L'ultimo giorno di caccia


Gli Yautja non erano altro che cacciatori  appartenenti alle antiche tribù di un pianeta sconosciuto, in orbita presso i remoti limiti della Galassia di Andromeda. 
In cerca di trofei, viaggiavano nello spazio e nel tempo, fra galassie e sistemi solari, nell’universo conosciuto e in quello ancora inesplorato.
Erano esseri umanoidi alti fino a 2.7 metri, con sangue bioluminescente di colore verde e pelle che ricordava quella dei rettili.
Avevano la capacità di sopravvivere a traumi balistici e dosaggi di radiazioni che risulterebbero mortali per qualsiasi essere umano.
Erano anche fisicamente più forti e resistevano per lunghi periodi in ambienti antartici benché preferissero un clima più caldo.

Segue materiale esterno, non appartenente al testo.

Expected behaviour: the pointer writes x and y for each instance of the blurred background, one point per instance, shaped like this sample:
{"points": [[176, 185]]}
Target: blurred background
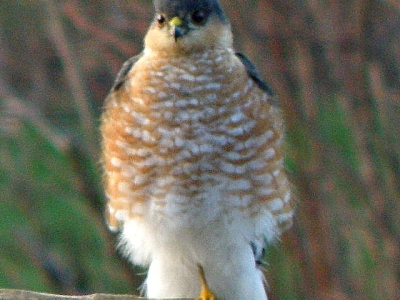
{"points": [[335, 67]]}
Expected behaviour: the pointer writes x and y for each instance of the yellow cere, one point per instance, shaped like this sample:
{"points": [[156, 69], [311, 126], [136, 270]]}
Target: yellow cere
{"points": [[175, 21]]}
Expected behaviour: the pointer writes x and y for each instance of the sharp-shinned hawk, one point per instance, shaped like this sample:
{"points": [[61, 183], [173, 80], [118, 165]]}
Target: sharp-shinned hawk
{"points": [[193, 157]]}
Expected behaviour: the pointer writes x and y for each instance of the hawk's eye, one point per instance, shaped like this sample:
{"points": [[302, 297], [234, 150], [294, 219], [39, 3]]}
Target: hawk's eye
{"points": [[199, 17], [161, 20]]}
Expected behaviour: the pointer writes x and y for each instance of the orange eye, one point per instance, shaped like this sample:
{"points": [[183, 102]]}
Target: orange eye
{"points": [[161, 20], [198, 17]]}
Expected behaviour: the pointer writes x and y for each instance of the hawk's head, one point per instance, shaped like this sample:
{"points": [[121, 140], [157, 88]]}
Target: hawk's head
{"points": [[188, 26]]}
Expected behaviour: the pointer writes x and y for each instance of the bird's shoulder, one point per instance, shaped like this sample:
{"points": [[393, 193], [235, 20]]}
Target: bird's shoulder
{"points": [[253, 73], [126, 67]]}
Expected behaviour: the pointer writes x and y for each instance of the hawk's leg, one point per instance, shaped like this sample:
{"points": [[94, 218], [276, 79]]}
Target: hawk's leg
{"points": [[206, 293]]}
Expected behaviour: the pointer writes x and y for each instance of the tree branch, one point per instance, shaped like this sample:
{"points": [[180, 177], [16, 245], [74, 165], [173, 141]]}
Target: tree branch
{"points": [[25, 295]]}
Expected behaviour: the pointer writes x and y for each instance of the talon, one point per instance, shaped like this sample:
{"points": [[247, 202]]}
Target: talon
{"points": [[206, 293]]}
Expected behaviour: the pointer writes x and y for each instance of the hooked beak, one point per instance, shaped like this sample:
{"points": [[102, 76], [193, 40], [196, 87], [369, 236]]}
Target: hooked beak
{"points": [[177, 27]]}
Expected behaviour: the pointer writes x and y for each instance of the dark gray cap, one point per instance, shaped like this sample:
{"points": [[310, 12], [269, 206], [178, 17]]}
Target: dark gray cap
{"points": [[181, 8]]}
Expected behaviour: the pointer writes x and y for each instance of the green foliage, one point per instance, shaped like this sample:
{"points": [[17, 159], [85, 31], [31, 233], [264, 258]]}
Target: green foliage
{"points": [[52, 239]]}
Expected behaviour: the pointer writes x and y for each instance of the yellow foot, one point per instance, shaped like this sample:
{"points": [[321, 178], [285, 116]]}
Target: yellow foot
{"points": [[206, 293]]}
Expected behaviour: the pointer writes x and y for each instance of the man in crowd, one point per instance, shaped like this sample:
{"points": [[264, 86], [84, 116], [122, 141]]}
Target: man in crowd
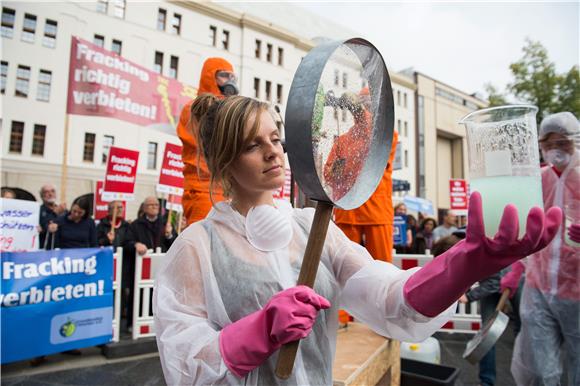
{"points": [[49, 211], [217, 78], [149, 231], [448, 226]]}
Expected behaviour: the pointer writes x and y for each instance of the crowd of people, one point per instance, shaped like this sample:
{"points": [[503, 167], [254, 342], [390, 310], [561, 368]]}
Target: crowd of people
{"points": [[227, 299]]}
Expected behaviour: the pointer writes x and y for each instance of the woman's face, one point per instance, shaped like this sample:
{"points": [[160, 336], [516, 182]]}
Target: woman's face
{"points": [[260, 167], [76, 213]]}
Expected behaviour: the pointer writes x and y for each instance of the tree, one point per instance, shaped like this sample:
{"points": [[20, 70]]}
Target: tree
{"points": [[536, 81]]}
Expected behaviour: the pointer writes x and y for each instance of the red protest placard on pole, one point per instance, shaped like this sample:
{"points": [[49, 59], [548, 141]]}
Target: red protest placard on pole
{"points": [[171, 173], [174, 203], [121, 174], [101, 207], [458, 195]]}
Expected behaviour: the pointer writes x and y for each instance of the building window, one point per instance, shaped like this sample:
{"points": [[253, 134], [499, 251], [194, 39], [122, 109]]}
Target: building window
{"points": [[29, 28], [269, 52], [89, 149], [213, 35], [50, 28], [173, 64], [117, 46], [102, 6], [158, 66], [16, 136], [280, 56], [152, 155], [256, 87], [161, 19], [4, 76], [258, 51], [108, 141], [99, 40], [176, 24], [226, 40], [44, 80], [119, 8], [268, 90], [8, 16], [22, 81], [38, 140], [279, 93]]}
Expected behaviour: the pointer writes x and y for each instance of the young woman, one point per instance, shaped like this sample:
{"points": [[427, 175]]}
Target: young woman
{"points": [[227, 299]]}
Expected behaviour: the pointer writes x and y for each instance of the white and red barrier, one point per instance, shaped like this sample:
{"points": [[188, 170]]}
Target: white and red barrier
{"points": [[117, 275], [145, 268]]}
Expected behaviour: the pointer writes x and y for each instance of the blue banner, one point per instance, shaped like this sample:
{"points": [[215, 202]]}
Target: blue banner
{"points": [[400, 231], [54, 301]]}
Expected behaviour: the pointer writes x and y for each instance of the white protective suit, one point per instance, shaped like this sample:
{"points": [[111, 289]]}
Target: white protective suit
{"points": [[550, 304], [213, 277]]}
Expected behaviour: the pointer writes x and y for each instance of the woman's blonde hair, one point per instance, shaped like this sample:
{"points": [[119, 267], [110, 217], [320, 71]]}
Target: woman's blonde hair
{"points": [[221, 133]]}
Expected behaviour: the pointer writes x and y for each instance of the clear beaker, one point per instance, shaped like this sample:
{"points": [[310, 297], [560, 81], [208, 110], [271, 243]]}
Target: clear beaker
{"points": [[504, 162]]}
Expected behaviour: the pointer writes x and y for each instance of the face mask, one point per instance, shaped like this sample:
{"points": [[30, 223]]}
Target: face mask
{"points": [[557, 157], [229, 88], [269, 228]]}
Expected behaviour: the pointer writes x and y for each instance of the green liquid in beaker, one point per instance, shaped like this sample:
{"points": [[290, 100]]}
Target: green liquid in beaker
{"points": [[524, 192]]}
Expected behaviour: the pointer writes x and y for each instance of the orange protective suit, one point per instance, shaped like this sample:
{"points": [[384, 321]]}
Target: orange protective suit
{"points": [[196, 201], [374, 219]]}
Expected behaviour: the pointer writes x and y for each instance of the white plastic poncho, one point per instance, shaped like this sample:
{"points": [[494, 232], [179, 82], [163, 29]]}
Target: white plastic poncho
{"points": [[214, 277]]}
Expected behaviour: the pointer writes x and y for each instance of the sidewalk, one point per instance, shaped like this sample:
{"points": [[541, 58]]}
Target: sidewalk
{"points": [[92, 368]]}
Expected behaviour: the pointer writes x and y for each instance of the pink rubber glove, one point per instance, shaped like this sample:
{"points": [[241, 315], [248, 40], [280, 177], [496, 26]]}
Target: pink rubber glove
{"points": [[511, 280], [288, 316], [433, 288], [574, 233]]}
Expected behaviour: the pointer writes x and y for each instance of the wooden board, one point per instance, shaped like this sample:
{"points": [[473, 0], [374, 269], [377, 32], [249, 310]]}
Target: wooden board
{"points": [[365, 358]]}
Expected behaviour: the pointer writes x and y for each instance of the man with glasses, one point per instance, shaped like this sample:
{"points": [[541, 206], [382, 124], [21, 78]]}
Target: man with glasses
{"points": [[49, 211], [217, 78]]}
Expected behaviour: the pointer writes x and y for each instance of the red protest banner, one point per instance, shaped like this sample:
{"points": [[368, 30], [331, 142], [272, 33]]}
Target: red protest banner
{"points": [[121, 174], [458, 195], [174, 203], [100, 206], [102, 83], [171, 173]]}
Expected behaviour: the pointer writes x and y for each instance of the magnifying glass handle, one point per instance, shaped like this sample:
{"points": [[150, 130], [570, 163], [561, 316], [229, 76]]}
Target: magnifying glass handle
{"points": [[307, 276]]}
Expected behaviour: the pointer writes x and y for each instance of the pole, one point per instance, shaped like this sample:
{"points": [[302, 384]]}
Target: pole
{"points": [[64, 166]]}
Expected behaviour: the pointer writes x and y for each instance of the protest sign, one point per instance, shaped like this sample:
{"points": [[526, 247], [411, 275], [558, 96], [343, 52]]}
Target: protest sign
{"points": [[121, 174], [171, 173], [102, 83], [101, 207], [174, 203], [400, 230], [53, 301], [18, 225], [458, 196]]}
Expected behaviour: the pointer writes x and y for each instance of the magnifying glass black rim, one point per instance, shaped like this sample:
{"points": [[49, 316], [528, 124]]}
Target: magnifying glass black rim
{"points": [[299, 114]]}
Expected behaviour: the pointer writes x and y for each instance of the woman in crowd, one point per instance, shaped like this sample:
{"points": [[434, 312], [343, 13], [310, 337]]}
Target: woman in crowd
{"points": [[227, 300], [76, 228]]}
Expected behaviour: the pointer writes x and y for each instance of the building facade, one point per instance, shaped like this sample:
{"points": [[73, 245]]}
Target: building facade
{"points": [[441, 141]]}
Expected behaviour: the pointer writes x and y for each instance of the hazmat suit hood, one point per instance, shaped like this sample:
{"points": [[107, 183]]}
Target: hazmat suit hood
{"points": [[564, 123], [207, 81]]}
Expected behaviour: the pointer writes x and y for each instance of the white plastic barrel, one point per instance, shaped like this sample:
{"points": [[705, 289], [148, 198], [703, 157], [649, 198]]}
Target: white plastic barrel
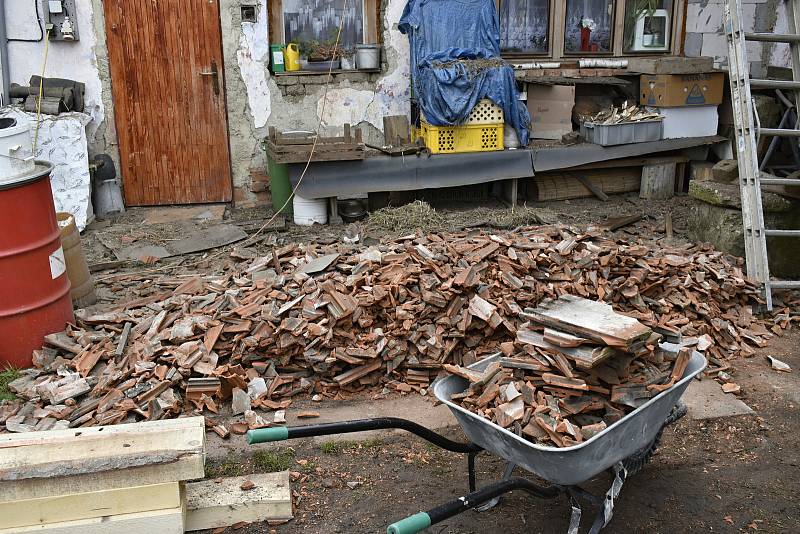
{"points": [[368, 56], [310, 211], [16, 150]]}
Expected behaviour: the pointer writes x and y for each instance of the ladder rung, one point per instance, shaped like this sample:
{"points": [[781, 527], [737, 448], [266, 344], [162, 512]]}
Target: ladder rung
{"points": [[779, 132], [780, 181], [782, 233], [774, 84], [785, 284], [773, 37]]}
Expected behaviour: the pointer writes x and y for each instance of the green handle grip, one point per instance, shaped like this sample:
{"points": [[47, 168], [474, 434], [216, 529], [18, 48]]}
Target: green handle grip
{"points": [[411, 524], [265, 435]]}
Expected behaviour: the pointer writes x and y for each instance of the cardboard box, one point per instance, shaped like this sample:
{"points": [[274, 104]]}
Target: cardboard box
{"points": [[679, 90], [550, 107], [692, 121]]}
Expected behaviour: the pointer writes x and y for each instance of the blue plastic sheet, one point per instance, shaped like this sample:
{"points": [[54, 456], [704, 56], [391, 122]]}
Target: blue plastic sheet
{"points": [[450, 41]]}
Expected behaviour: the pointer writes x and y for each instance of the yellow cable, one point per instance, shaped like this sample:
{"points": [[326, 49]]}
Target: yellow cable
{"points": [[41, 90]]}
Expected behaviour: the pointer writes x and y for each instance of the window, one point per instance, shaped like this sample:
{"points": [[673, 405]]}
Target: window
{"points": [[525, 26], [299, 21], [318, 20], [647, 26], [589, 26], [561, 29]]}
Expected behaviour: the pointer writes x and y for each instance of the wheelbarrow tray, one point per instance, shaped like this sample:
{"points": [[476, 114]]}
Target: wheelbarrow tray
{"points": [[573, 465]]}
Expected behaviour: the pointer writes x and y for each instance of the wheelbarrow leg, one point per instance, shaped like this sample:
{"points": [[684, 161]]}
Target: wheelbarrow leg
{"points": [[495, 501]]}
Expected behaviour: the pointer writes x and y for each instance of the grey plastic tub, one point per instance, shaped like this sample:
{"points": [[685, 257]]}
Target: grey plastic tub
{"points": [[620, 134], [570, 465]]}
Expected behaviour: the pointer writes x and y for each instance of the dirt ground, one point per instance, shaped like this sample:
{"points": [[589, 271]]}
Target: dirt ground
{"points": [[725, 475], [734, 474]]}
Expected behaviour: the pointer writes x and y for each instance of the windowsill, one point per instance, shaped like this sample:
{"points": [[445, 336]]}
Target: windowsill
{"points": [[325, 72]]}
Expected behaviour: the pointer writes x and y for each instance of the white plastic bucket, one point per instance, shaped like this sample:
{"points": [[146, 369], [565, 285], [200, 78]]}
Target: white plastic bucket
{"points": [[16, 151], [310, 211], [368, 56]]}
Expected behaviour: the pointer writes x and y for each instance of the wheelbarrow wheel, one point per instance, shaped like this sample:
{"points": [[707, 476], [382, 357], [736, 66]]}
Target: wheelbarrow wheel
{"points": [[636, 461]]}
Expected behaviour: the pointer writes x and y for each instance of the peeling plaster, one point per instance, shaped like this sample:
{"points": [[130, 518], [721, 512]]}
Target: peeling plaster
{"points": [[253, 59], [73, 60]]}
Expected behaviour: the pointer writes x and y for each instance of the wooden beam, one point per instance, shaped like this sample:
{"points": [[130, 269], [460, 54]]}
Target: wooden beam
{"points": [[72, 507], [222, 502], [169, 521], [58, 462]]}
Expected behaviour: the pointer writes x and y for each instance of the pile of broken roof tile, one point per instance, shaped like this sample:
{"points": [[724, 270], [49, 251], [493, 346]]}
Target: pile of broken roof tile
{"points": [[328, 321], [575, 369]]}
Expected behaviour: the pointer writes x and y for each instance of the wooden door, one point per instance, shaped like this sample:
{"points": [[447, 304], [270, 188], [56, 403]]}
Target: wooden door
{"points": [[169, 100]]}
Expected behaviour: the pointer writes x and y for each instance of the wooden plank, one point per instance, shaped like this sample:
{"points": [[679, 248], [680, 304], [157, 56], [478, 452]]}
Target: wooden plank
{"points": [[584, 357], [37, 464], [169, 521], [596, 191], [591, 319], [189, 160], [671, 65], [658, 181], [222, 502], [72, 507]]}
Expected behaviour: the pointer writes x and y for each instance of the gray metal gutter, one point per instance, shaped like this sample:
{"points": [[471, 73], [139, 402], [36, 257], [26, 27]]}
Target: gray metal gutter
{"points": [[409, 173], [563, 157]]}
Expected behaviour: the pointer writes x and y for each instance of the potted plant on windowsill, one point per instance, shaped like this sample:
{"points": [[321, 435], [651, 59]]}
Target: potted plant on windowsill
{"points": [[348, 59], [322, 55]]}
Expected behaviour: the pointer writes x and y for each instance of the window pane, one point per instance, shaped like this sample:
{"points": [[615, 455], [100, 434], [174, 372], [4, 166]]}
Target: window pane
{"points": [[524, 26], [307, 20], [648, 24], [588, 26]]}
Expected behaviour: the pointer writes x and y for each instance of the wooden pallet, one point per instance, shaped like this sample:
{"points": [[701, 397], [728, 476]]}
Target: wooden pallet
{"points": [[297, 148]]}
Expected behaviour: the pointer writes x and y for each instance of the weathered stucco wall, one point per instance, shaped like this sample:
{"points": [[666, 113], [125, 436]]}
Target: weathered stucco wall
{"points": [[77, 60], [256, 101], [705, 36]]}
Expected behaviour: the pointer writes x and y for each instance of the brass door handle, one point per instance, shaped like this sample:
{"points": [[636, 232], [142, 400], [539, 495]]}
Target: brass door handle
{"points": [[214, 73]]}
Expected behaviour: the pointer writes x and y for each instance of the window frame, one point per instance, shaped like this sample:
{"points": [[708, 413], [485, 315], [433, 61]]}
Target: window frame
{"points": [[371, 20], [556, 38]]}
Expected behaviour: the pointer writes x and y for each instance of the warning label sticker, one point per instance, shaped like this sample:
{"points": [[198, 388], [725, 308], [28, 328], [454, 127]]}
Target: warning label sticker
{"points": [[58, 265]]}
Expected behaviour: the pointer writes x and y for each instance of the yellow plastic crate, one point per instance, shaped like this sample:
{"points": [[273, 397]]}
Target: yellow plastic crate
{"points": [[466, 138]]}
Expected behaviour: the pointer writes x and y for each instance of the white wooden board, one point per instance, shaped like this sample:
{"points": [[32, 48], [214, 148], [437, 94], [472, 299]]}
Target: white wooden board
{"points": [[46, 510], [210, 504]]}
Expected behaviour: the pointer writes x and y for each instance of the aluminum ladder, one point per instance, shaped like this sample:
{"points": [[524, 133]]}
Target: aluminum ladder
{"points": [[747, 132]]}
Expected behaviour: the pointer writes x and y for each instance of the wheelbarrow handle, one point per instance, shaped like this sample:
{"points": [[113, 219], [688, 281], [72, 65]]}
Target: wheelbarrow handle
{"points": [[411, 524], [423, 520], [264, 435]]}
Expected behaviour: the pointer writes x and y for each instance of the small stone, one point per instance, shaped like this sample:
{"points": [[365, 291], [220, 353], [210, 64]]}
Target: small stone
{"points": [[731, 387], [240, 402], [779, 365], [256, 388]]}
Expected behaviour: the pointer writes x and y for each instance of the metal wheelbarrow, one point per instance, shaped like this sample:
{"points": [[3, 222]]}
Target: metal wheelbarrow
{"points": [[624, 448]]}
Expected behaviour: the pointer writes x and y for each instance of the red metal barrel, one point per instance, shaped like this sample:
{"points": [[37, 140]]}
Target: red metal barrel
{"points": [[34, 287]]}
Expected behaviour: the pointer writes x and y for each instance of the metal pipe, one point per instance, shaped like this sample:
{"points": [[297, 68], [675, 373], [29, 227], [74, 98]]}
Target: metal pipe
{"points": [[264, 435], [4, 72]]}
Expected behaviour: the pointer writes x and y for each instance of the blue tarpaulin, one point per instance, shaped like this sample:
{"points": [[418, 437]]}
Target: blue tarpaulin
{"points": [[455, 61]]}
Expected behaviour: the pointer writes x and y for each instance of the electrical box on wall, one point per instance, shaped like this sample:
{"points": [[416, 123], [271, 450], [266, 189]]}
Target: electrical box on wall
{"points": [[62, 19]]}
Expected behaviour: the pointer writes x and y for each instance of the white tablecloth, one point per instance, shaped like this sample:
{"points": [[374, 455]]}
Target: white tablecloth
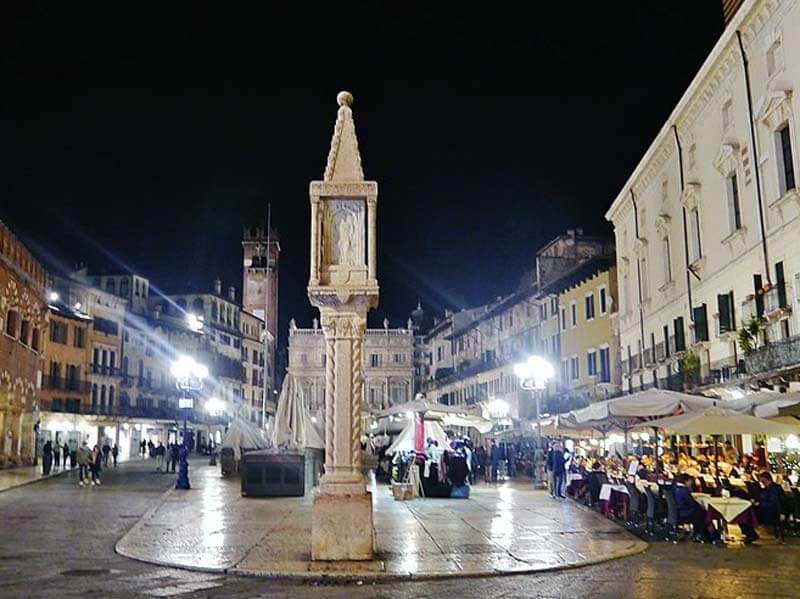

Possedevano capacità metamorfiche che permettevano loro di tramutarsi in una qualunque creatura attraverso il semplice contatto fisico, di assumere una forma incorporea e di mutare colore senza alcuna difficoltà.
Gli Yautja disponevano di un'intelligenza superiore che dava loro non solo la possibilità di effettuare viaggi che nessuno aveva la capacità di compiere ma anche di possedere un proprio avanzatissimo codice di caccia e di onore. Infatti se venivano sconfitti, grazie all'utilizzo di un particolare bracciale, il loro corpo e la loro tecnologia avanzata sparivano in modo da non lasciar traccia del disonore.
Questa razza superiore uccideva esclusivamente per sottostare ad una complessa organizzazione sociale.
I più giovani avevano l'obbligo di partire in missione e di dimostrare ai millenari capi tribù le loro capacità portando indietro un trofeo ad attestazione del superamento del tradizionale rito di iniziazione.
Un giorno però venne commesso un errore.
La destinazione era il sistema solare della stella VY Canis Major, fra le più imponenti della Via Lattea. Una semplice dimenticanza portò all'apertura di un varco spazio-temporale sul pianeta Terra…

Fu il mio l’errore.
Una luce tendente al rosso, che in molti mondi indicava il calar del sole, ed un silenzio mai sperimentato prima di allora accolsero il mio arrivo.
Mi guardai intorno ma non era quello il pianeta che stavo cercando.
Mi incamminai in quel luogo così strano. Non vi era nessuno nonostante la presenza di grandi costruzioni.
Non ero mai approdato su un pianeta simile: grandi abitazioni ma nessun evidente segno di vita.
Il mio scopo era cacciare, ma come potevo farlo senza nessuna preda a disposizione?
Dalla visione a raggi infrarossi si poteva chiaramente vedere l'assenza di forme di vita, se non per le particolari piante che tinteggiavano l’area circostante con varie sfumature di verde.
Le vie erano deserte nonostante il Sole non fosse ancora calato del tutto.  
Pensai che il mio ritorno a casa sarebbe avvenuto molto presto dato che non potevo trarre nessun beneficio dal sostare su quel pianeta.
D’un tratto scorsi da lontano un luogo dove la vita mi pareva particolarmente presente seppur frenetica.
Era un edificio di grandi dimensioni nel quale vi era molta agitazione. Che strano: tutti questi esseri concentrati in unico posto - pensai. Riuscivo a sentire la loro concitazione. Percepivo la loro paura. Sentivo i loro lamenti, il pianto, la disperazione.
Dicevano con voce triste: “Non ce la farà”.
Urlavano che era troppo tardi.
Non riuscivo a capire cosa stesse accadendo, percepivo però il dolore di un'intera popolazione.
Entrai in quel grande palazzo bianco. Non vi era pace all'interno: chi correva da una parte all'altra vestito di bianco; chi chiedeva solo di essere curato; chi piangeva.
Salii delle scale e raggiunsi in uno strano posto.
C'era un lungo corridoio affiancato da camere. Guardai in una di esse.
Un giovane essere era collegato a strane macchine.
Respirava lentamente. Stava lottando contro qualcosa di molto più forte di lui.
Lottava invano perché quella era una battaglia persa sin dal principio.
Vedevo il suo corpo spegnersi pian piano.
Un ultimo respiro. Un'ultima lacrima. Un ultimo ed unico sguardo di speranza.
Infine tutto cessò.
Quante volte avevo già visto questa scena. Accadeva sempre così in fretta.
La morte non attendeva mai.
Chiusi i suoi occhi ancora pieni di speranza.
Nessuno meritava una fine così indegna.
Mi assalì un pensiero sconcertante: valeva la pena cacciare tra gente già tanto provata?
Compresi così, che da quel luogo infelice non avrei preso trofei ma solo la disperazione di un popolo sterminato.